Any help or insight with this is much appreciated.

  • 1
    There's no punishment. The caliph isn't a supreme ruler but a servant of the people.
    – Sayyid
    Commented Feb 7, 2016 at 15:53

1 Answer 1


The only verse I know of is this:

"O you who have believed, obey Allah and obey the Messenger and those in authority among you. And if you disagree over anything, refer it to Allah and the Messenger, if you should believe in Allah and the Last Day. That is the best [way] and best in result." (Quran: 4:59)

As you can see, it does not really mention a Caliph, per se, so it could also work for president, government, your parents.

It is worth noting that in the tafseer, this one for example, obedience is not systematic: you only obey them if they ask you what is already asked of you (which seems to make the verse redundant (in that it says "obey Allah and his messenger, and obey all those who ask you to obey the first too").

But if you read the second tafseer, giving the context of this verse, it seems it talks about times of war (as in, obey your military superior) which is evidently necessary to maintain coherence of an army.

But outside of this, I don't think a caliph can order according to his whims and get his wish done. "Clean my car", "kiss my feet", are not, in my opinion, orders that the Quran is asking Muslims to follow simply because they come from a figure of authority.
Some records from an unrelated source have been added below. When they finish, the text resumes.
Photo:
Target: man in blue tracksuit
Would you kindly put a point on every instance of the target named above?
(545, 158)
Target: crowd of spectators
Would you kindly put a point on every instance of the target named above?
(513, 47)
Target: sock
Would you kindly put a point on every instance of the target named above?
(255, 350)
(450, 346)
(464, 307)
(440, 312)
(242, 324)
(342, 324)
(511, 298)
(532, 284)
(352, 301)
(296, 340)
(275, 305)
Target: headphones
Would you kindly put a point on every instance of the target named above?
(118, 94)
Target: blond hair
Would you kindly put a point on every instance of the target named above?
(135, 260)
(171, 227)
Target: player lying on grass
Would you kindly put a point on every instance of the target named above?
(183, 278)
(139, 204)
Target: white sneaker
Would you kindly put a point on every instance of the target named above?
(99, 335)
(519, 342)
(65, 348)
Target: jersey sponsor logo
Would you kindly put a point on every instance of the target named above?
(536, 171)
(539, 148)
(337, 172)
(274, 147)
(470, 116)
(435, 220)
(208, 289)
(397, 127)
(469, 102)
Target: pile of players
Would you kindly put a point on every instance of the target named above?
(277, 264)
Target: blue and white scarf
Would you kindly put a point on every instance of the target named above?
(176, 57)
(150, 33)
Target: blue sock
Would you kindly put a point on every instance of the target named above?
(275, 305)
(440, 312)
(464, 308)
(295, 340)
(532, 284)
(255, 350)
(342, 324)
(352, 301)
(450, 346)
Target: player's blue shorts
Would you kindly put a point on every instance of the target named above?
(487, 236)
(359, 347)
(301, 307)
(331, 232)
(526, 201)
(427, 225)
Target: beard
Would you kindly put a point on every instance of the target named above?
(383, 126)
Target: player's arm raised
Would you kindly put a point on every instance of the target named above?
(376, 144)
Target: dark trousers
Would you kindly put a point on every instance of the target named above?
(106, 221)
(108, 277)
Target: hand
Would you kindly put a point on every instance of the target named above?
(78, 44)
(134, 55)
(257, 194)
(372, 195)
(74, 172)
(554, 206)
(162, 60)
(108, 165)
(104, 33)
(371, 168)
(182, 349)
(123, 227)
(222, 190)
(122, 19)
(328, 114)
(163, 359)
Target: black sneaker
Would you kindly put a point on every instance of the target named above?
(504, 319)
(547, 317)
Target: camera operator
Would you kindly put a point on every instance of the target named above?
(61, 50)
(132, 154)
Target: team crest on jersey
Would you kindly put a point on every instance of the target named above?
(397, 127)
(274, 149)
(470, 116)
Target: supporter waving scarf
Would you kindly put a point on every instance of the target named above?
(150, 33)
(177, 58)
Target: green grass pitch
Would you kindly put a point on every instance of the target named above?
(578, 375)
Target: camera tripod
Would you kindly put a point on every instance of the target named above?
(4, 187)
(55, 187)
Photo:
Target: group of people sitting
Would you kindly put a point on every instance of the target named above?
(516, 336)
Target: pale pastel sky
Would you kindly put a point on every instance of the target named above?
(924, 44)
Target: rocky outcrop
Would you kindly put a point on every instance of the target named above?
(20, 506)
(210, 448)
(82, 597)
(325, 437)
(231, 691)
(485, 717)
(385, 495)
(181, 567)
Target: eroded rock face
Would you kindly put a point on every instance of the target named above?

Otherwise, how is that different from slavery ? But if the order is accepted and shared justly amongst all people - "pay taxes", "raise an army", "be hospitable to these guests" - that may be different. I don't think a figure of authority is allowed to single someone out and order him things.

It seems this verse is for battles and hierarchy respect. Other than that, and for what is a matter of religion, Quran and Sunna are what should be followed by Muslims.